La storia del Web riletta attraverso la registrazione dei primi 100 domini .com
Sono passati oltre venticinque anni da quando Symbolics ha dato il via a una delle gare più combattute di Internet, spesso decise da avvocati
Sono ormai una ventina di anni abbondanti che Internet è entrata a far parte della vita di tutti i giorni. Era infatti la metà degli Anni ’80 quando il Web ha cominciato ad assumere l’aspetto che siamo abituati a vedere oggi. Nello stesso periodo, intorno al Web si è scatenata una battaglia che, soprattutto i primi tempi, ha visto contendersi i nomi di dominio a colpi di registrazioni di massa, offerte per acquistare il prezioso nome da un proprietario più tempestivo e senza escludere il ricorso ad avvocati per vedere riconosciuta la legittimità a registrare la propria denominazione sociale. Problemi che riguardano soprattutto i domini .com e, anche se dopo l’esplosione della bolla di inizio secolo le richieste sono calate, restano sempre attuali.
Può essere quindi interessante ripercorrere la storia di questa frenetica attività di registrazione, alla ricerca dei nomi più datati, segnale della lungimiranza o meno di un’azienda, ma anche per fare quattro passi nella storia del Web per scovare quelle meteore che vissuto il proprio momento di gloria oggi sono sparite dalla scena.
Era il 1985, quando in prossimità della primavera è venuto alla luce il primo dominio ufficialmente registrato. Si trattava di Symbolics, produttore di pc al tempo noto per sistemi di calcolo Open genera Lisp e Macsyma. Tanto per avere un riferimento, il sistema operativo che andava per la maggiore era Ms-Dos versione 3.0, spesso installato su un personal computer allora molto conosciuto, il Tandy 1000. Da lì a poco se la sarebbe dovuta vedere con il nuovissimo Turbo PC della neonata Dell e con l’arrembante Commodore Amiga 1000.
Tornando a Symbolics, è definitivamente entrata nella storia agli inizi degli Anni ’90, quando è ufficialmente fallita, anche se il nome è stato rilevato e vive tuttora. Si può quindi affermare che Symbolics.com sia il più antico dominio tuttora attivo.

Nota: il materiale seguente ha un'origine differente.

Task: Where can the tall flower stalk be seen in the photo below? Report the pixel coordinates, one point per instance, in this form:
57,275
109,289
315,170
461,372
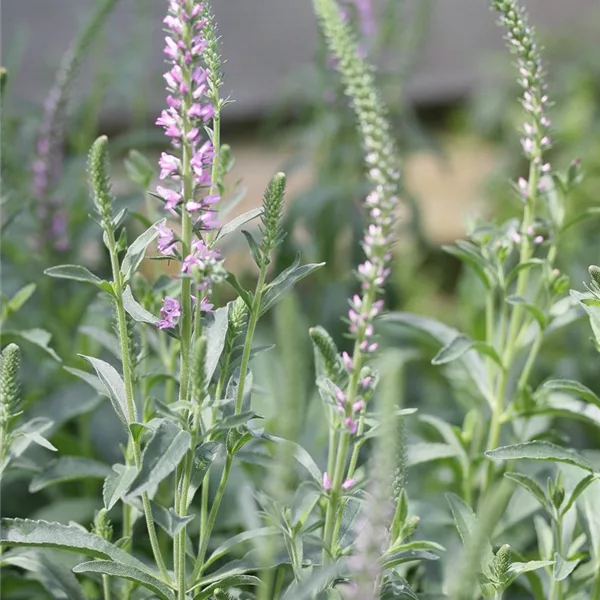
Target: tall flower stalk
521,42
381,205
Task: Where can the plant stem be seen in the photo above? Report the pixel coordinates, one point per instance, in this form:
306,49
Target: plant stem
129,394
212,517
254,315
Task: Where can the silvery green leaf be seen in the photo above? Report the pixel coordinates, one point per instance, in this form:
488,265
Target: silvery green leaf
68,468
135,310
240,538
135,253
125,571
57,579
284,283
107,340
39,337
563,567
75,273
117,484
225,584
74,538
470,360
165,450
575,388
422,452
238,222
540,450
404,556
114,387
215,331
31,433
532,487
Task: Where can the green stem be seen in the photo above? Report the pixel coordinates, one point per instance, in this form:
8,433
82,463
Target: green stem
254,315
129,394
105,587
212,517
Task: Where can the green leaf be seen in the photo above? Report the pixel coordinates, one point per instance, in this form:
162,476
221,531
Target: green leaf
68,468
225,584
404,556
57,579
117,483
240,538
73,538
19,299
422,452
75,273
466,523
238,222
135,253
581,486
254,247
284,282
244,294
135,310
540,450
562,567
575,388
216,333
532,487
114,387
532,309
39,337
301,456
116,569
470,361
165,450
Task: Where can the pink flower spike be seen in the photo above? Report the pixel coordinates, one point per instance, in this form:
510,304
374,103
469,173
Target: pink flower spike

Scorrere la graduatoria delle altre registrazioni in ordine di tempo è un po’ come fare un viaggio all’indietro nella storia dell’informatica. Quasi un anno dopo, alla posizione numero nove compare infatti hp.com, che ha effettuato la registrazione il 3 marzo 1986. Due settimane più tardi è stata la volta di Ibm, seguita a ruota da Intel e Sun e il mese successivo da AT&T. È stato necessario attendere un altro anno prima di vedere maturare il dominio di Apple.
Bisogna invece entrare nella decade successiva per assistere alla registrazione di microsoft.com, avvenuta nel maggio del 1991. Ancora più giovani sono le registrazioni di Yahoo, nel 1995 e di Google, datata settembre 1997, poco più di dieci anni fa.
Contrariamente a quanto spesso succede infine, in questo caso le applicazioni vietate ai minori non sono state tra le prime ad affermarsi. Sex.com infatti è stato registrato nel 1994, mentre porn.com ha visto la luce l’anno successivo. Semplice la ragione, i modem di allora a 2.400 bps erano poco adatti anche per la trasmissione di immagini piccole e in bassa definizione.